Hooves, Guillermo thought. Or were they footsteps? Was he imagining it?

There was a jingling of keys, and a neat click from the padlock. Sunlight blinded Guillermo as the oubliette’s trapdoor was hurled open above him, revealing a crouched and sniggering figure.

Ted flashed crooked grey-and-yellow teeth. “Got a little stuck, eh?”

Guillermo stared, fumbling to extend a grime-laden hand, but the foreman made no motion.

“How’d you get your hands on that?” Ted asked, raising a finger towards the broken buck knife.

Guillermo didn’t answer. Switching his grip, he extended his free hand towards Ted.

Ted grinned, just out of reach, his eyes still transfixed on the thing in Guillermo’s hand.

Then there came a groan and a creak. One end of the rung onto which Guillermo had hooked himself snapped suddenly free. The corroded steel screamed as it bent and warped, while the rung on which Guillermo’s feet were set began to bow. Guillermo wobbled, trying in vain to balance himself in some way that would stop him from toppling backwards into the pit.

Ted made no motion.

Fury welled within Guillermo. Where before he was cold and paled by chill, he now felt his head grow hot, felt his ears burn red. Like candle wax, whoever he was, whoever he’d been before, melted away, leaving only the burnt wick of rage—and a sole impulse.

Guillermo leapt.

The rung broke clean from the wall as Guillermo, in one frenzied strike, stabbed Julia’s broken buck knife above Ted’s collarbone, hooking him like a fish caught by the gills. There was a spurt of scarlet spray as Ted, yellow eyes suddenly wide, pitched forward. With his other hand—firm and calloused—Guillermo seized Ted’s khaki-yellow collar and yanked down, hard.

They fell. Together. Ted struggled hopelessly in the air.

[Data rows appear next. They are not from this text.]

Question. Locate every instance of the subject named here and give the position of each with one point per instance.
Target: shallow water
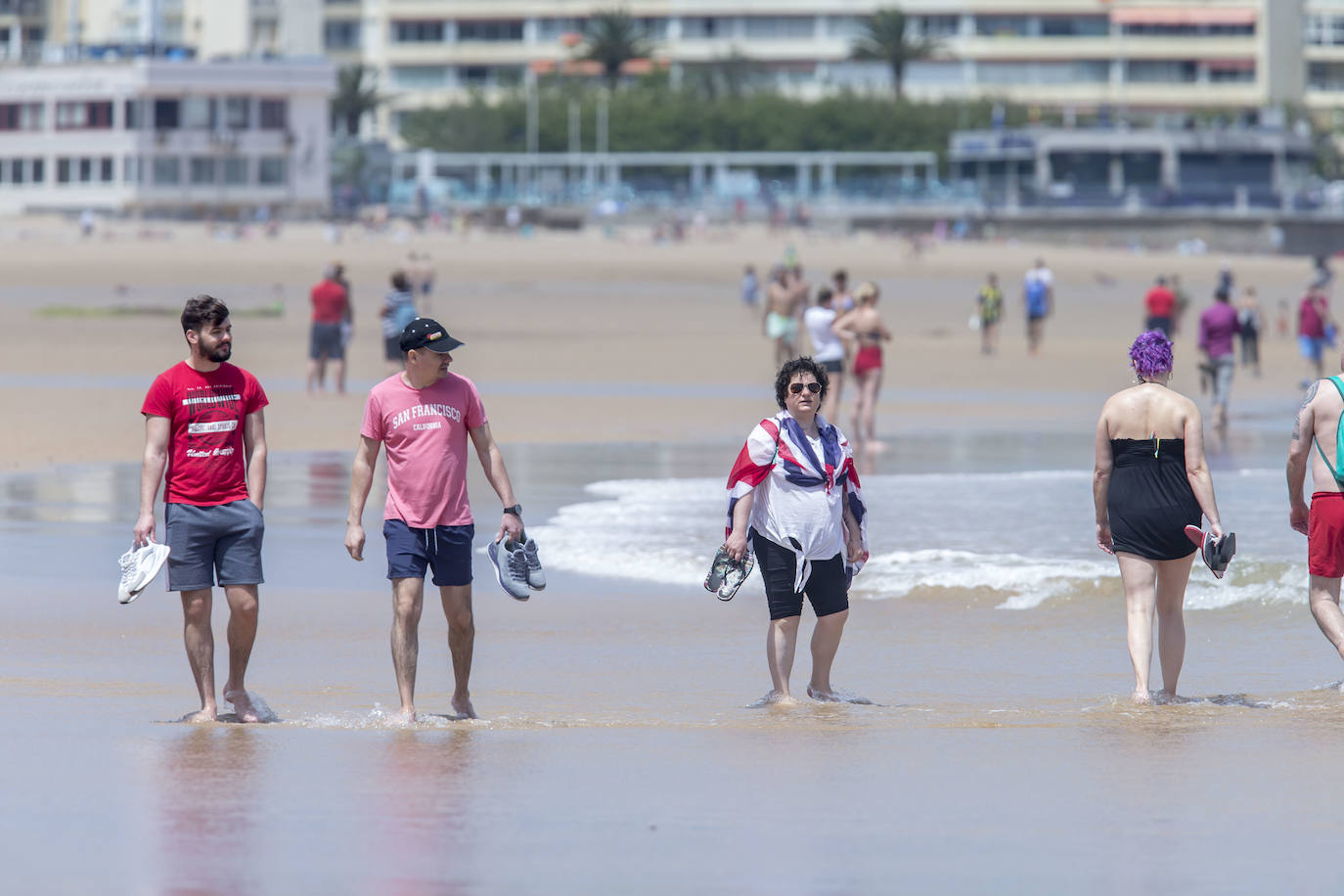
(615, 747)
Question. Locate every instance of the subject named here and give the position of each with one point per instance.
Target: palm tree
(354, 98)
(613, 38)
(886, 40)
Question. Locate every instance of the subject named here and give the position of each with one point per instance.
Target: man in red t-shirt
(203, 422)
(331, 316)
(1161, 305)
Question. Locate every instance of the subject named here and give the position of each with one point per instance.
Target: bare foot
(243, 704)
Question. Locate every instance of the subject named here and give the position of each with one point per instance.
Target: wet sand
(615, 747)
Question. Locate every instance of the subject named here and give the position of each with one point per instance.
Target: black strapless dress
(1149, 500)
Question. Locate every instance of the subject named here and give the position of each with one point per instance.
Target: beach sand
(615, 748)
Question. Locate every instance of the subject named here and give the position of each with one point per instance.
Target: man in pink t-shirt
(425, 416)
(204, 425)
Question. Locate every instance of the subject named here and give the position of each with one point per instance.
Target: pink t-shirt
(425, 431)
(205, 413)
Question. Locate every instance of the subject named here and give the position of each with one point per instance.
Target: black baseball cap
(428, 334)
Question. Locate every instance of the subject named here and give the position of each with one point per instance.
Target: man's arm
(151, 473)
(360, 479)
(492, 463)
(1298, 449)
(254, 449)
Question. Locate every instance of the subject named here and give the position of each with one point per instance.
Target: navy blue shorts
(445, 548)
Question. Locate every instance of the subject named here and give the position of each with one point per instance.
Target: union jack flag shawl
(780, 442)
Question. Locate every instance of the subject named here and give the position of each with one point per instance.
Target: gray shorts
(208, 542)
(327, 341)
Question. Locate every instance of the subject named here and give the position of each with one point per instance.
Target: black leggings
(827, 586)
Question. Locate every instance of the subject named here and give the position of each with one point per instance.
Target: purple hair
(1150, 355)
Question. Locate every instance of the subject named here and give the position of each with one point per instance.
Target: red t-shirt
(328, 299)
(1160, 301)
(205, 460)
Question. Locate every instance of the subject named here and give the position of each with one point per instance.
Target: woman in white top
(794, 493)
(827, 348)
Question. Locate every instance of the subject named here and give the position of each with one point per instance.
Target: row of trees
(615, 38)
(652, 115)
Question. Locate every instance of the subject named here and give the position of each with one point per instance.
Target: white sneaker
(139, 568)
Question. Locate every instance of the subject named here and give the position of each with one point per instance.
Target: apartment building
(200, 28)
(165, 136)
(1084, 54)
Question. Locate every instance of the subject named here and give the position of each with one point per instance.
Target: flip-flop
(1215, 553)
(726, 575)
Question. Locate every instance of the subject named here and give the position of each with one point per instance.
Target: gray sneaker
(510, 568)
(535, 575)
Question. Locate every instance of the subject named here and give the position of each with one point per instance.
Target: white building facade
(1081, 54)
(164, 136)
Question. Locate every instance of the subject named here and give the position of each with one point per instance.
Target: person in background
(1149, 482)
(1249, 319)
(1217, 328)
(989, 304)
(1160, 305)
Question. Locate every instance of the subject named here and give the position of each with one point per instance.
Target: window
(165, 114)
(703, 27)
(341, 35)
(780, 27)
(236, 171)
(1002, 25)
(1074, 25)
(489, 29)
(549, 29)
(21, 115)
(167, 169)
(198, 113)
(419, 31)
(202, 169)
(1160, 71)
(938, 25)
(273, 114)
(72, 115)
(237, 113)
(414, 76)
(270, 171)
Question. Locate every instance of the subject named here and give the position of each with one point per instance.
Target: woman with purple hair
(1150, 481)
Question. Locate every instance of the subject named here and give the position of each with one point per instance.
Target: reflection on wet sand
(425, 806)
(207, 797)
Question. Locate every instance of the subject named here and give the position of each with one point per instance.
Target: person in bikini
(783, 305)
(865, 327)
(1322, 522)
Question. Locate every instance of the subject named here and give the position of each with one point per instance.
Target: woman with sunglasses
(794, 500)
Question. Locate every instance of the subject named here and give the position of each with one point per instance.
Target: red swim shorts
(1325, 535)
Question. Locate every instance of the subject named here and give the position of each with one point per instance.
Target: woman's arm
(737, 542)
(1196, 469)
(1100, 484)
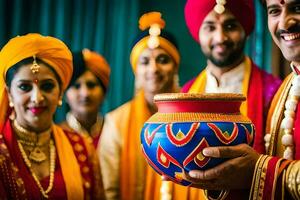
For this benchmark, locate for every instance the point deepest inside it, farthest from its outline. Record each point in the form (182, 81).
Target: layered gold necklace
(33, 142)
(31, 139)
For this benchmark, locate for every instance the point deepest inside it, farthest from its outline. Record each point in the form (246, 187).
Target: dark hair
(79, 68)
(165, 34)
(27, 61)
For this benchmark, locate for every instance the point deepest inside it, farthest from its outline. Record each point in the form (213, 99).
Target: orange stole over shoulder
(69, 167)
(253, 107)
(133, 163)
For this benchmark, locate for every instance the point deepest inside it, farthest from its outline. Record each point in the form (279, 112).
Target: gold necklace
(52, 168)
(33, 142)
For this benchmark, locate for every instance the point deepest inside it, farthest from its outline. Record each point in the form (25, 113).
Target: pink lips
(37, 110)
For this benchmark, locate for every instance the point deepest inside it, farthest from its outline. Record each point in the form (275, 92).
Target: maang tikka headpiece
(220, 6)
(35, 68)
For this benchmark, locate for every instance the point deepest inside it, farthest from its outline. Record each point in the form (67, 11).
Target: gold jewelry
(223, 194)
(35, 67)
(11, 104)
(52, 168)
(33, 141)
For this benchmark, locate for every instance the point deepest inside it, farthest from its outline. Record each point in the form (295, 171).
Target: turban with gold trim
(196, 10)
(48, 49)
(165, 40)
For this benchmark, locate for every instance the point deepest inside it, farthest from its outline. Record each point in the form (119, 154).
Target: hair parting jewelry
(35, 67)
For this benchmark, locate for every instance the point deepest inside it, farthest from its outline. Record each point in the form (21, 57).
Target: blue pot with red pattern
(174, 137)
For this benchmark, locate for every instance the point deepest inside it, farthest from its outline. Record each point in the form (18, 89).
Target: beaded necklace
(31, 139)
(287, 123)
(52, 168)
(33, 142)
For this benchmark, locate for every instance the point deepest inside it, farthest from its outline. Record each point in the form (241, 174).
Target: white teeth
(291, 37)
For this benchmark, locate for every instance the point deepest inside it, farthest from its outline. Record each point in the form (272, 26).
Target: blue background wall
(109, 27)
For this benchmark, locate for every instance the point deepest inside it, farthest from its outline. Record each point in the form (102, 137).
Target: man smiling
(275, 175)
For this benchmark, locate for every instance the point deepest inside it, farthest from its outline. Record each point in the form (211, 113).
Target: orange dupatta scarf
(69, 166)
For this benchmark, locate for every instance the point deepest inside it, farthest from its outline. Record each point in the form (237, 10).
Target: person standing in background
(155, 62)
(85, 95)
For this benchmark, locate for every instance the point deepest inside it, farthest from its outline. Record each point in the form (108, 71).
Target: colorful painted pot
(173, 138)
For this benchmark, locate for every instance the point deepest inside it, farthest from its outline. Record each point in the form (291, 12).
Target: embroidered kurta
(275, 177)
(259, 87)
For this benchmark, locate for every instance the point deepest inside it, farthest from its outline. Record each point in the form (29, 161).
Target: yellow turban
(98, 65)
(49, 49)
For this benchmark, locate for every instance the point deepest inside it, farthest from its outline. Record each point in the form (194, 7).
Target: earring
(11, 104)
(12, 115)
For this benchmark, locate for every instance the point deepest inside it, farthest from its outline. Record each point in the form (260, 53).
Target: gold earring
(11, 104)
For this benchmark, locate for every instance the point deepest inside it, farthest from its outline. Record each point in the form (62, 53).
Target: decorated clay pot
(173, 138)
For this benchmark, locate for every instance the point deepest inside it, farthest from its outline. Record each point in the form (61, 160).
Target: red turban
(196, 10)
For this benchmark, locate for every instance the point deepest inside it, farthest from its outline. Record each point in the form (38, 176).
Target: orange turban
(98, 65)
(165, 40)
(48, 49)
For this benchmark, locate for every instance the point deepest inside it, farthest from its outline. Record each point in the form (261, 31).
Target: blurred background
(110, 26)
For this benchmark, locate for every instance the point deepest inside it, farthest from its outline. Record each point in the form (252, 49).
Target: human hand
(235, 173)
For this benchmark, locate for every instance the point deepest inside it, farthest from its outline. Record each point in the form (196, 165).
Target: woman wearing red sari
(38, 160)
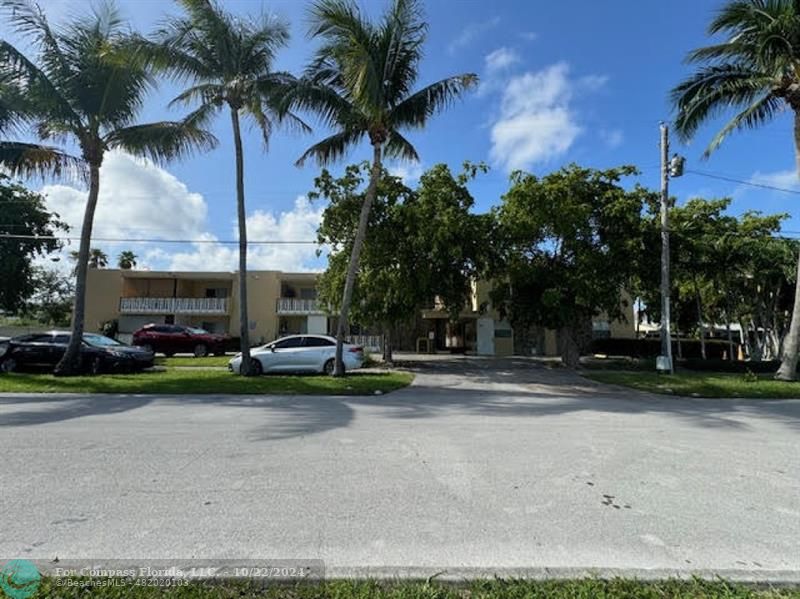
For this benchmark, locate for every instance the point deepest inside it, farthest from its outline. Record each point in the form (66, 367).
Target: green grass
(490, 589)
(702, 384)
(190, 381)
(192, 361)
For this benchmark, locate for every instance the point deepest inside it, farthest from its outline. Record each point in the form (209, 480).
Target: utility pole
(669, 168)
(664, 362)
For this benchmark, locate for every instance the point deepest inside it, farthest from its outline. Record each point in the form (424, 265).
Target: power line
(140, 240)
(742, 182)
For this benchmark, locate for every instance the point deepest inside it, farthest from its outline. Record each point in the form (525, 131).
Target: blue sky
(583, 82)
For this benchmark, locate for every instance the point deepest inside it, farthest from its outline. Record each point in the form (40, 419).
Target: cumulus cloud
(141, 201)
(298, 224)
(409, 172)
(470, 33)
(536, 121)
(135, 196)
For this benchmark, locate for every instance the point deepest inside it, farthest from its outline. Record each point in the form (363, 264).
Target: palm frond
(36, 160)
(162, 141)
(758, 113)
(332, 148)
(398, 146)
(713, 89)
(416, 109)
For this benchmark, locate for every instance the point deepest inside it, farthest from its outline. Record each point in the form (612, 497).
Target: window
(288, 343)
(317, 342)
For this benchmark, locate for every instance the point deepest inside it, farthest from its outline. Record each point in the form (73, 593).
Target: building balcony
(173, 305)
(287, 306)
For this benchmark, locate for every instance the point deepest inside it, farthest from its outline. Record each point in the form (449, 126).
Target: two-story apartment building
(282, 303)
(279, 303)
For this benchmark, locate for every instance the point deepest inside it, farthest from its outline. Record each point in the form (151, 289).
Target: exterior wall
(104, 288)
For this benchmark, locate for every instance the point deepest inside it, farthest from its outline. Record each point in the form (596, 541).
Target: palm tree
(360, 83)
(756, 70)
(83, 86)
(126, 260)
(227, 61)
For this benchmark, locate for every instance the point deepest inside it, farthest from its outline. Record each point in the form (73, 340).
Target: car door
(287, 355)
(316, 351)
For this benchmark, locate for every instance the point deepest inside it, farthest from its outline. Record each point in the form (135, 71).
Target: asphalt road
(479, 467)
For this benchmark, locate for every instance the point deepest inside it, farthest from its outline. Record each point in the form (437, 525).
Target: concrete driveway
(482, 466)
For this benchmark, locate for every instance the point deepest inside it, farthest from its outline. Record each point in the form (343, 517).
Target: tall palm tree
(227, 61)
(126, 260)
(756, 70)
(360, 83)
(83, 86)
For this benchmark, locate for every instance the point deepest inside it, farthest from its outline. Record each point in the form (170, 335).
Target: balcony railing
(173, 305)
(293, 305)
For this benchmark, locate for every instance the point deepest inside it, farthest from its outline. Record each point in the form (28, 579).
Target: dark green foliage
(23, 213)
(568, 244)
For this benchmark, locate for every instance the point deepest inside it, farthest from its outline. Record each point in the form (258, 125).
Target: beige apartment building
(282, 303)
(278, 303)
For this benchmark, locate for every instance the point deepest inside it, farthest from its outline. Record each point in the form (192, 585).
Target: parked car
(171, 339)
(300, 353)
(98, 353)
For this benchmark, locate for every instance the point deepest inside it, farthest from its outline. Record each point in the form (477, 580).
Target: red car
(170, 339)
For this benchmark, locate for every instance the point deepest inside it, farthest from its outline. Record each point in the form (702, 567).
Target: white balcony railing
(173, 305)
(293, 305)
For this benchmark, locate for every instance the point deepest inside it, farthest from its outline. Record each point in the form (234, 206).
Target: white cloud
(501, 59)
(409, 172)
(298, 224)
(470, 33)
(139, 200)
(613, 138)
(536, 121)
(787, 179)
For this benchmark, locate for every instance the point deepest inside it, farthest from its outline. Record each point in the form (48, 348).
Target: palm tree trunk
(355, 253)
(788, 368)
(70, 362)
(244, 322)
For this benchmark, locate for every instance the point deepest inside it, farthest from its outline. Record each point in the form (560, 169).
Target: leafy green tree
(25, 217)
(228, 63)
(360, 83)
(419, 244)
(126, 260)
(568, 245)
(84, 85)
(756, 70)
(52, 298)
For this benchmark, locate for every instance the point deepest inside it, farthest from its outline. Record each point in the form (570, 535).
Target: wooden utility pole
(665, 359)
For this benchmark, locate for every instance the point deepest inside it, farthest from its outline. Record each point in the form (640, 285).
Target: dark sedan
(98, 353)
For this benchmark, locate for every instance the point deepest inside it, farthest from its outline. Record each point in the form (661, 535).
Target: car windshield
(101, 341)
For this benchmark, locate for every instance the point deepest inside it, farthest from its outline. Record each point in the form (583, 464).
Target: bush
(650, 348)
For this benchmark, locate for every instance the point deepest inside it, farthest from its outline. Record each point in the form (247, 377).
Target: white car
(300, 353)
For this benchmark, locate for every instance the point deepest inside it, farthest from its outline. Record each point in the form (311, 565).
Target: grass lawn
(701, 384)
(491, 589)
(182, 382)
(192, 361)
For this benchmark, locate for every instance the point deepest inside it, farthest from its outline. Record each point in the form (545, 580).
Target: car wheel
(330, 366)
(96, 365)
(256, 369)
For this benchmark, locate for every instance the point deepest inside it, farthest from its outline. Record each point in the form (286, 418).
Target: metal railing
(293, 305)
(173, 305)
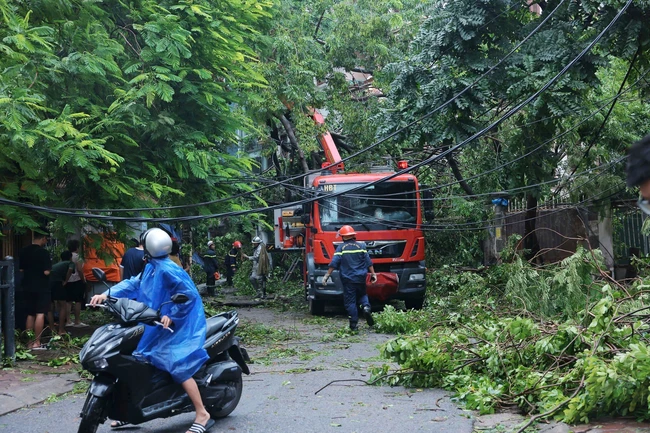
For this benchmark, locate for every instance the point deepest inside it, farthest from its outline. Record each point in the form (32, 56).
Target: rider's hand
(166, 321)
(98, 299)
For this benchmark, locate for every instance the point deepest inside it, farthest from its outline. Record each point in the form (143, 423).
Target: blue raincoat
(180, 353)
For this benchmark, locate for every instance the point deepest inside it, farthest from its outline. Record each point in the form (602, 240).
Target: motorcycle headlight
(100, 363)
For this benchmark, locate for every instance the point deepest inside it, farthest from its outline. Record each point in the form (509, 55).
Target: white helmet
(156, 243)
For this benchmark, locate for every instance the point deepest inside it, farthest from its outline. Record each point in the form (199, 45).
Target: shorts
(58, 291)
(38, 302)
(76, 291)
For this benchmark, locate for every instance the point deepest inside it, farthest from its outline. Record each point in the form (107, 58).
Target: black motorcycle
(128, 390)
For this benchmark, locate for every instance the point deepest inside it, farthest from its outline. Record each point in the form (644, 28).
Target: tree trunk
(458, 175)
(294, 141)
(531, 243)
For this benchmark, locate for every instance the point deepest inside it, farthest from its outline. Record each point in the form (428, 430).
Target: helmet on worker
(347, 232)
(157, 243)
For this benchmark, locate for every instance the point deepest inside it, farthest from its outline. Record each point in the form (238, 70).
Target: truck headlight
(100, 363)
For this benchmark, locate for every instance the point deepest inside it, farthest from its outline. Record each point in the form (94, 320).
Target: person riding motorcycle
(231, 262)
(180, 353)
(261, 267)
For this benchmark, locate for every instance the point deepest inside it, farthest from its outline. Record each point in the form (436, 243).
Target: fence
(8, 309)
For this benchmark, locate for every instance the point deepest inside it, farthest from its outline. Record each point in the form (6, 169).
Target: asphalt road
(280, 394)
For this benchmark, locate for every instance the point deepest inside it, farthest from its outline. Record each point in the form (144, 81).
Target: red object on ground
(108, 259)
(385, 286)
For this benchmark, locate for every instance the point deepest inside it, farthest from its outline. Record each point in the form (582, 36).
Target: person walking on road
(261, 267)
(231, 262)
(638, 171)
(35, 264)
(353, 262)
(210, 266)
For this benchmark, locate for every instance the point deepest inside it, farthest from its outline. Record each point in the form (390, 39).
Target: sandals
(118, 424)
(198, 428)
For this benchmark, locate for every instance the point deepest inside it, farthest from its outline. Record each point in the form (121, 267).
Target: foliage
(551, 138)
(481, 344)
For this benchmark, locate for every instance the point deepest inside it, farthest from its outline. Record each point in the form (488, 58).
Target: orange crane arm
(334, 163)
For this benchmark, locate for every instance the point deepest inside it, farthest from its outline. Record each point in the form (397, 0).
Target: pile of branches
(591, 363)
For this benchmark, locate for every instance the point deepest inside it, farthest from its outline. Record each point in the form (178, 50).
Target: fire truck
(387, 216)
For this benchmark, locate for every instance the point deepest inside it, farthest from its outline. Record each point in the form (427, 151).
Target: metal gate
(7, 309)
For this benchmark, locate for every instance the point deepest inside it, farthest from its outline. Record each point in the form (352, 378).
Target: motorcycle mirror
(180, 298)
(99, 274)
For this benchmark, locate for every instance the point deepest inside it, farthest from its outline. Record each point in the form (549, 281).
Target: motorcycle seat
(214, 325)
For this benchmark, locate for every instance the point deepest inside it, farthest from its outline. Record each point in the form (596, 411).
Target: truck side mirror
(426, 198)
(99, 274)
(305, 218)
(180, 298)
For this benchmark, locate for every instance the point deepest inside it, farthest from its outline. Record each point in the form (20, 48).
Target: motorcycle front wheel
(231, 405)
(93, 414)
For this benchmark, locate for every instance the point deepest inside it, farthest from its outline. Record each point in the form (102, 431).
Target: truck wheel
(414, 304)
(316, 308)
(231, 405)
(92, 414)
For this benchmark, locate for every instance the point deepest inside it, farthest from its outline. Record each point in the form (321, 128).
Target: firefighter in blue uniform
(353, 262)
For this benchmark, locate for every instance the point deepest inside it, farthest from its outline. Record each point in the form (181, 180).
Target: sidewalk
(29, 384)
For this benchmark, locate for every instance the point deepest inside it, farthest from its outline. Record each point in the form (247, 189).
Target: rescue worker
(231, 262)
(210, 266)
(180, 353)
(638, 171)
(261, 267)
(353, 262)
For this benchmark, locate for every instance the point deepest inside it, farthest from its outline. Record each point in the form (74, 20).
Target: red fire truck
(387, 216)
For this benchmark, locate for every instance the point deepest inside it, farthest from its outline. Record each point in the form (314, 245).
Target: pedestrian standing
(261, 267)
(638, 171)
(132, 262)
(174, 256)
(353, 262)
(231, 262)
(210, 266)
(59, 279)
(76, 287)
(35, 264)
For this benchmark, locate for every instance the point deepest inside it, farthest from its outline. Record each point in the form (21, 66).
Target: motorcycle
(126, 389)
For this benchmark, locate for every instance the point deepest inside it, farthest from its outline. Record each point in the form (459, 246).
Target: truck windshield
(376, 207)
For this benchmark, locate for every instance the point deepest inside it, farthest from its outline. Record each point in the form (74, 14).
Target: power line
(509, 114)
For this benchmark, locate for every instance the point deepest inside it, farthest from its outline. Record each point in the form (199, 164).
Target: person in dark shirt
(210, 266)
(35, 264)
(231, 262)
(59, 277)
(353, 262)
(132, 261)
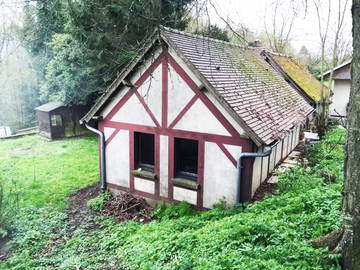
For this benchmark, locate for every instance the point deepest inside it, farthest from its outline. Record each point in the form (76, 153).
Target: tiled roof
(48, 107)
(268, 106)
(301, 76)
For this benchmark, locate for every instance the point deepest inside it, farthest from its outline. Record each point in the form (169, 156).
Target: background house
(341, 89)
(299, 77)
(58, 121)
(5, 131)
(177, 119)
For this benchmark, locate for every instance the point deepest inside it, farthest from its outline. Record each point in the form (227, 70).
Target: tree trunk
(351, 202)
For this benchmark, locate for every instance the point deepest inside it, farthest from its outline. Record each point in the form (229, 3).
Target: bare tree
(349, 244)
(279, 33)
(338, 28)
(324, 15)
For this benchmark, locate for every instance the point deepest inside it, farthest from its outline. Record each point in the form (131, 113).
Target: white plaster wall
(294, 138)
(117, 159)
(200, 119)
(289, 142)
(164, 163)
(144, 185)
(133, 112)
(278, 151)
(219, 176)
(256, 177)
(122, 90)
(179, 94)
(272, 159)
(285, 147)
(340, 99)
(114, 100)
(234, 150)
(182, 194)
(108, 132)
(184, 67)
(297, 135)
(151, 91)
(210, 96)
(265, 164)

But in the moments before the two of them landed head-first into the pool of liquid refuse, without any prospect of survival or escape, the last vestige of Guillermo gave thought to Julia.

He hoped she was okay.



Robert Delilah is a writer and comedian based in San Diego, California. His written work focuses on the ridiculous, the unsettling and the uncanny. Previous credits include “The Numbers,” published in Black Sheep: Unique Tales of Terror and Wonder issue No. 17, and the comic short “Peel” as part of an upcoming horror anthology from The Panel Smiths comics collective.

Photo credit: James Whatley via a Creative Commons license.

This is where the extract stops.